Nonostante l’industria italiana di apparati e sistemi per le Tlc detenga la quarta posizione all’interno dell’Unione europea a 27 Stati per dimensione di fatturato totale (8,5%), dopo Finlandia (36,4%), Germania (20,3%) e Francia (11,1%), in Italia il fatturato globale 2009 del comparto si è attestato sui 7,5 miliardi di euro con una flessione del 19% rispetto all’anno precedente. Le esportazioni (1,5 miliardi di euro) hanno registrato un calo del 33% rispetto al 2008.

Bilancio negativo anche per il fronte occupazionale le cui perdite nel settore sono stimabili in circa 5.600 addetti nell’ultimo biennio. Ciononostante “sono 40mila gli addetti che trovano oggi occupazione in Italia nel settore Ict - dice Radaelli -. Questi valori potranno ampliarsi ulteriormente nei prossimi 5 anni, dal momento che il 90% dei posti di lavoro richiederà competenze Ict entro il 2015”. A livello europeo si stima che nei cinque anni a venire la creazione di nuovi posti di lavoro possa essere superiore alle 300mila “e ci auguriamo - dice Radaelli - che tali incrementi possano interessare anche l’occupazione italiana nel settore”.
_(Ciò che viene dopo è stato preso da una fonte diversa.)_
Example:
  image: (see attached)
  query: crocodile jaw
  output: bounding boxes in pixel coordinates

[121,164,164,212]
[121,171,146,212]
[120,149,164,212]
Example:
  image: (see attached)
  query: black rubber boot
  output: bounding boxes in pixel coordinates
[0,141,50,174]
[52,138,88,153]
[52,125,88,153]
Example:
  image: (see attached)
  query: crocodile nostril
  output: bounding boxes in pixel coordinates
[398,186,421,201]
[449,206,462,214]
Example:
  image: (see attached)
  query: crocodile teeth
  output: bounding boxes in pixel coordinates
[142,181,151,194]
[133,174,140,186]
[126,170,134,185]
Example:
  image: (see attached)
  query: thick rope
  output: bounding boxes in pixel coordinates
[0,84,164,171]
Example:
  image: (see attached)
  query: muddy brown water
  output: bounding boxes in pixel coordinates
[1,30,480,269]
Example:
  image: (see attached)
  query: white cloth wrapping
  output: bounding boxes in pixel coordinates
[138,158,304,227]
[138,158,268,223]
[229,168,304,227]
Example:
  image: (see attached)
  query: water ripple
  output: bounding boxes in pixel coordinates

Secondo il rapporto “Visione 2020: un’agenda di trasformazione per l’era digitale”, lanciato da DigitalEurope le tecnologie digitali rappresentano un elemento chiave della crescita sostenibile, dell’innovazione e dell’occupazione nell’economia europea di oggi.

Segmento dalle sicure potenzialità di crescita è quello della Sanità. Si stima che il valore di mercato del cosiddetto ‘eHealth’ valga circa 20 miliardi di Euro, pari al 2% dell’intera spesa sanitaria dell’Ue. Non secondario poi l’impatto che l’effettivo uso dell’Ict può avere sui Trasporti e sulla Logistica, se è vero che l’adozione di una rete di trasporti tecnologicamente avanzata ed integrata può generare una riduzione di emissioni di Co2 del 10% entro il 2015.